Goldblum taumelte bis zur Hauswand und lehnte sich dagegen. Es dauerte nicht lange, dann brannte der Mercury lichterloh. Herb Sheffield hatte keine Chance …

Kapitel 1

Mein Telefon klingelte. Es war kurz nach 8 Uhr und wir waren erst vor wenigen Minuten im Field Office eingetroffen. Ich war gerade dabei, mein Kennwort für das Betriebssystem meines Computers einzugeben. Auch Phil bearbeitete seine Tastatur. Mit einem Griff pflückte ich den Hörer vom Apparat, hob ihn vor mein Gesicht und nannte meinen Namen. Es war Mr High. »Guten Morgen, Jerry. Kommen Sie und Phil doch bitte gleich mal zu mir.«

»In Ordnung, Sir. Wir sind schon auf dem Weg.«

Ich legte auf. »Der Chef ruft.
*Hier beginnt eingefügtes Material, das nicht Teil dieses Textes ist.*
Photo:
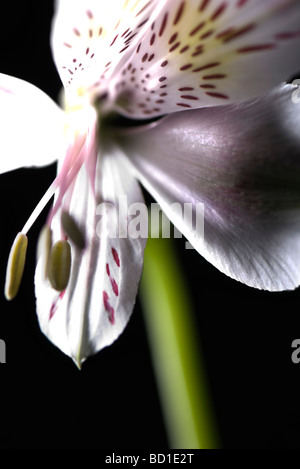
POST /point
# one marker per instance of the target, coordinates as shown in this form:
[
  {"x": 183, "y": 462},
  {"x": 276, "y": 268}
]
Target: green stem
[{"x": 175, "y": 350}]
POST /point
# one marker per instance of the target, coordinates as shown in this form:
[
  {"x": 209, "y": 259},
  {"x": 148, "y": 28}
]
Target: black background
[{"x": 112, "y": 403}]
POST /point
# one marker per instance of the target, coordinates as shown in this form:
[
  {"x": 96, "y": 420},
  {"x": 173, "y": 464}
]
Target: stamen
[
  {"x": 72, "y": 230},
  {"x": 60, "y": 265},
  {"x": 15, "y": 266},
  {"x": 39, "y": 208},
  {"x": 44, "y": 248}
]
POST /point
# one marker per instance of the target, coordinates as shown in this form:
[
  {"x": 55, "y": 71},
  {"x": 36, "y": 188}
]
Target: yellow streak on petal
[
  {"x": 60, "y": 265},
  {"x": 15, "y": 266}
]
Also, lassen wir ihn nicht warten.«

»Ich sehe einen neuen Fall auf uns zukommen«, sagte Phil.

»Hellseher.«

Wir verließen unser gemeinsames Büro. Wenig später betraten wir Mr Highs Sekretariat. Helen schrieb am Computer. Sie lächelte uns zu und erwiderte unseren Gruß. Sie sah wie immer zum Anbeißen aus. »Geht nur hinein«, sagte sie. »Kaffee kommt gleich.«

Tatsächlich roch es in dem Büro wie in einem türkischen Kaffeehaus.

»So lobe ich mir den Morgen«, gab Phil grinsend zu verstehen.

Dann betraten wir das Büro des Assistant Directors. Er saß hinter seinem Schreibtisch. Jetzt erhob er sich, kam um das schwere Möbel herum und reichte uns nacheinander die Hand, dann sagte er: »Setzen Sie sich. Ich habe Helen gebeten, Kaffee zu kochen. Sie haben doch nichts gegen eine Tasse von Helens edlem Gebräu.«

»Ganz und gar nicht«, antwortete Phil. »Im Gegenteil …«

Der Chef lächelte in der ihm eigenen, väterlichen Manier. Dann setzten wir uns. »Eine delikate Angelegenheit«, begann Mr High. »Es geht um Richard Goldblum.«

»Den Gangsterboss, der sich bisher erfolgreich unserem Zugriff entziehen konnte?«, entfuhr es mir.